I am working on a webtool to mirror a Wordpress installation into a development system.
The aim is to have a Live system for production and a development system for testing. The webtool then offers a one-click-sync between those systems. Each of the systems is standalone, with its own webroot, database and url.
I am having a trouble with the database dump in which I have to search all the references to the source and replace them with the URL of the destination (e.g.: "www.example.com" -> "www-dev.example.com").
What I need to do is:
Find all occurences of the URL and replace it with the new one.
IF the match also matches the format of a serialized string it should set the Field-Seperator, and reload the match, so that the actual length can be set in the array.

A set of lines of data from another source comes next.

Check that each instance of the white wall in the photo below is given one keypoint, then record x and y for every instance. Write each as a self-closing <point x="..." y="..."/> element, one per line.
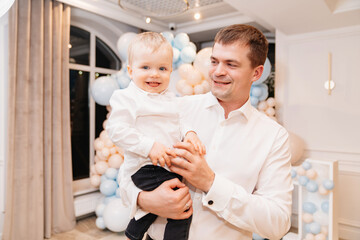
<point x="329" y="124"/>
<point x="3" y="108"/>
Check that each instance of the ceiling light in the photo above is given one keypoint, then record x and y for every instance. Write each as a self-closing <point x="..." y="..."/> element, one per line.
<point x="197" y="16"/>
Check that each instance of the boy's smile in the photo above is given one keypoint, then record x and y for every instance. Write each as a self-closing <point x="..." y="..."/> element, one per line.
<point x="150" y="70"/>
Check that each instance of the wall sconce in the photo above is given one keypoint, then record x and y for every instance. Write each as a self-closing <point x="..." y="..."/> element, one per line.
<point x="329" y="84"/>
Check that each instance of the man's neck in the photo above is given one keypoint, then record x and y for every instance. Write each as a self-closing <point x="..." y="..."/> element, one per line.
<point x="231" y="106"/>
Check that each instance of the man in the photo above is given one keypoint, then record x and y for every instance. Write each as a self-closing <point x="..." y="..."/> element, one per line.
<point x="243" y="184"/>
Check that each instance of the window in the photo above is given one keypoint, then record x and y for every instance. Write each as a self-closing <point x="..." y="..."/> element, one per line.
<point x="90" y="58"/>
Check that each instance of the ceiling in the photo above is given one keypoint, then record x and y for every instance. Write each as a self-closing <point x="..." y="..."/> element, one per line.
<point x="289" y="17"/>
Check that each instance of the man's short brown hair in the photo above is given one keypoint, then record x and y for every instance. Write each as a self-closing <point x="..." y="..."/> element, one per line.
<point x="249" y="36"/>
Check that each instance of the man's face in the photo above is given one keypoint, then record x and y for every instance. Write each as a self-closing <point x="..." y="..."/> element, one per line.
<point x="231" y="73"/>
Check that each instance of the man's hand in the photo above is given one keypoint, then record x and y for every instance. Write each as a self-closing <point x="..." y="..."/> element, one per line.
<point x="160" y="154"/>
<point x="193" y="167"/>
<point x="166" y="202"/>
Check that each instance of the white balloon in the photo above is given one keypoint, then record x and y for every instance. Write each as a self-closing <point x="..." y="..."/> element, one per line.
<point x="116" y="215"/>
<point x="123" y="44"/>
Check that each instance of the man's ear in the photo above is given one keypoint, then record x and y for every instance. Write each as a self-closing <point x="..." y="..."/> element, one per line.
<point x="129" y="71"/>
<point x="257" y="73"/>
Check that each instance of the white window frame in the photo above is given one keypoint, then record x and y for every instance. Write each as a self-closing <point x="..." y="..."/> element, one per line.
<point x="83" y="186"/>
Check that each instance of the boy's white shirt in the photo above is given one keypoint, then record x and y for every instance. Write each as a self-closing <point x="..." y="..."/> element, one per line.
<point x="138" y="119"/>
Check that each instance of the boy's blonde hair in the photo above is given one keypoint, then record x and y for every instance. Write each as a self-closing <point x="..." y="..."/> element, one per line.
<point x="151" y="40"/>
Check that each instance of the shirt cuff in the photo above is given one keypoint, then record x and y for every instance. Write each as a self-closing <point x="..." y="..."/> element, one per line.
<point x="145" y="146"/>
<point x="219" y="194"/>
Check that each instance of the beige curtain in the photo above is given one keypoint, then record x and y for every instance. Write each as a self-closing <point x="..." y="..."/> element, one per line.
<point x="39" y="197"/>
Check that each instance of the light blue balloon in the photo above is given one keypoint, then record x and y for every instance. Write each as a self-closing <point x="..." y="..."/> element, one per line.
<point x="187" y="54"/>
<point x="315" y="228"/>
<point x="309" y="207"/>
<point x="176" y="54"/>
<point x="99" y="210"/>
<point x="307" y="228"/>
<point x="100" y="223"/>
<point x="108" y="187"/>
<point x="312" y="186"/>
<point x="256" y="91"/>
<point x="169" y="36"/>
<point x="103" y="178"/>
<point x="254" y="101"/>
<point x="328" y="184"/>
<point x="325" y="206"/>
<point x="303" y="180"/>
<point x="306" y="165"/>
<point x="111" y="173"/>
<point x="181" y="40"/>
<point x="102" y="89"/>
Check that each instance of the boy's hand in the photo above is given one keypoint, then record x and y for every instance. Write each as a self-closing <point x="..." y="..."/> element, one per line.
<point x="191" y="137"/>
<point x="160" y="154"/>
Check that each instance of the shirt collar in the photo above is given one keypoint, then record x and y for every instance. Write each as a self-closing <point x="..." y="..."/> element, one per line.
<point x="245" y="110"/>
<point x="166" y="92"/>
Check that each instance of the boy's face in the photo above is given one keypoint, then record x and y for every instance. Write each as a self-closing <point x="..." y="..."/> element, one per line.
<point x="150" y="70"/>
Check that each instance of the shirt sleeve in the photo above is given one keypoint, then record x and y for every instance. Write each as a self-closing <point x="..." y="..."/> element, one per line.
<point x="269" y="203"/>
<point x="121" y="125"/>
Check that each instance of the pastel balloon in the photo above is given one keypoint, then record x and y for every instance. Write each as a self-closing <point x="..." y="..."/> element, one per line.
<point x="328" y="184"/>
<point x="123" y="44"/>
<point x="115" y="161"/>
<point x="266" y="72"/>
<point x="169" y="36"/>
<point x="101" y="167"/>
<point x="202" y="61"/>
<point x="187" y="54"/>
<point x="99" y="210"/>
<point x="325" y="206"/>
<point x="100" y="223"/>
<point x="95" y="180"/>
<point x="181" y="40"/>
<point x="309" y="207"/>
<point x="307" y="217"/>
<point x="306" y="165"/>
<point x="311" y="174"/>
<point x="102" y="89"/>
<point x="108" y="187"/>
<point x="111" y="173"/>
<point x="315" y="228"/>
<point x="312" y="186"/>
<point x="116" y="215"/>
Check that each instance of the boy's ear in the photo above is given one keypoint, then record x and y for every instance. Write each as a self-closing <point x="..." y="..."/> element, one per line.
<point x="129" y="71"/>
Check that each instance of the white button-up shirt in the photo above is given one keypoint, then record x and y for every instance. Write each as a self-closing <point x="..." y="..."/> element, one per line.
<point x="138" y="119"/>
<point x="250" y="156"/>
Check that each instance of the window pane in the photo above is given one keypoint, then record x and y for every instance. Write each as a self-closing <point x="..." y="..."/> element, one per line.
<point x="100" y="113"/>
<point x="79" y="110"/>
<point x="80" y="46"/>
<point x="105" y="57"/>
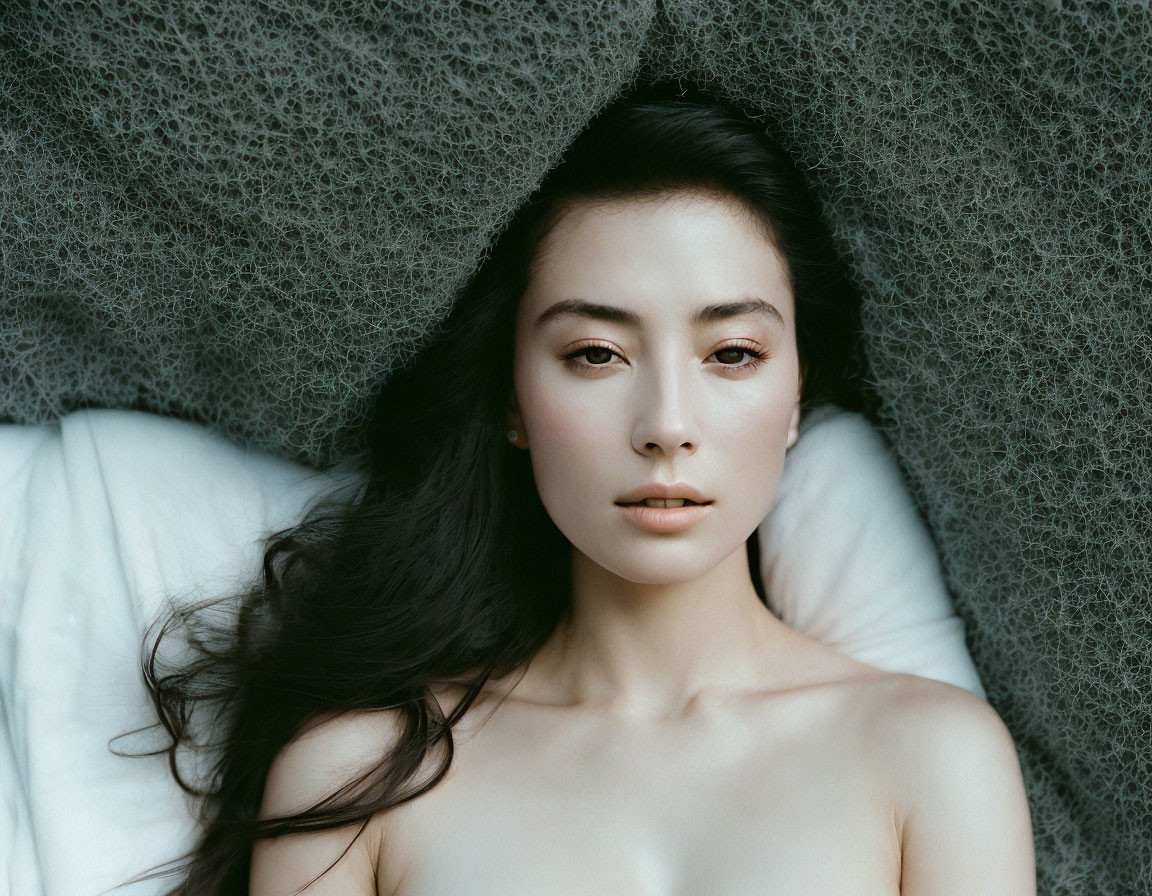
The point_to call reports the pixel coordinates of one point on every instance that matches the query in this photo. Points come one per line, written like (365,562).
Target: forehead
(652,258)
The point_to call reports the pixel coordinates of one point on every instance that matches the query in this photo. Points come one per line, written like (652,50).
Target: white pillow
(107,511)
(847,559)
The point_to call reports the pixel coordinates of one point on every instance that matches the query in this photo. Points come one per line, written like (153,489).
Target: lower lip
(664,518)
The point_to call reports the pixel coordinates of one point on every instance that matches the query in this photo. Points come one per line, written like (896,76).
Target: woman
(493,670)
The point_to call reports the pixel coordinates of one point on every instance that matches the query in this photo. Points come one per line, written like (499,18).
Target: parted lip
(659,490)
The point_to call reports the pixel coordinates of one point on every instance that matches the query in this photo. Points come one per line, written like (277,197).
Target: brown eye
(732,352)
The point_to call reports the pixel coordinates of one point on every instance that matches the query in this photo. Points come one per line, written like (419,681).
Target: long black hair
(444,567)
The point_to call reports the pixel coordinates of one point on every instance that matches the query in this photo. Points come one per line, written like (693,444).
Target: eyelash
(756,356)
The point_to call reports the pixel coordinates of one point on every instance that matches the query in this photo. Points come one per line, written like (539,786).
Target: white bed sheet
(104,513)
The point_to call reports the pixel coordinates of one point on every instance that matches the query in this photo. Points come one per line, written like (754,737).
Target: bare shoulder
(331,752)
(959,790)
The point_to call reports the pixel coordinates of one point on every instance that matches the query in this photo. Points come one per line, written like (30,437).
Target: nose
(665,420)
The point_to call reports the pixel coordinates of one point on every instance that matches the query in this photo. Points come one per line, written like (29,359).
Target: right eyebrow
(613,314)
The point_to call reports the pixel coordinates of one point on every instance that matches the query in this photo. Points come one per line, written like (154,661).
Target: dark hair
(445,567)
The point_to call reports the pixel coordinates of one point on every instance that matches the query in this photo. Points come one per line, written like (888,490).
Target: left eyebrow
(702,317)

In a first attempt I tried to solve this with a 'sed' command looking as follows: sed -i.orig 's/360\.example\.com/360-dev\.my\.example\.dev/g'
.
This didn't work because there are serialized arrays contained in the dump, containing the url. The sed
command is no good for updating the string-length-indicator of the serialized arrays.
My latest attempt is to use an awk
as suggested here, because it's capable of arithmetic operations.
My awk
script looks like this:
/360[.]example[.]com/ {
sub("360.example.com", "360-dev.my.example.dev");
if ($0 ~ /s:[[:digit:]]+:["](http[s]?:\/\/)?360[.]example[.]com["]/){
FS="\"";
$0=$0;
n=length($2)-1;
sub(/:[[:digit:]]+:/, ":" n ":");
}
} 1
There seem to be some errors in my script, which I can't find. It does not replace all of the occurrences of the url and completely skips the length-indicator-update.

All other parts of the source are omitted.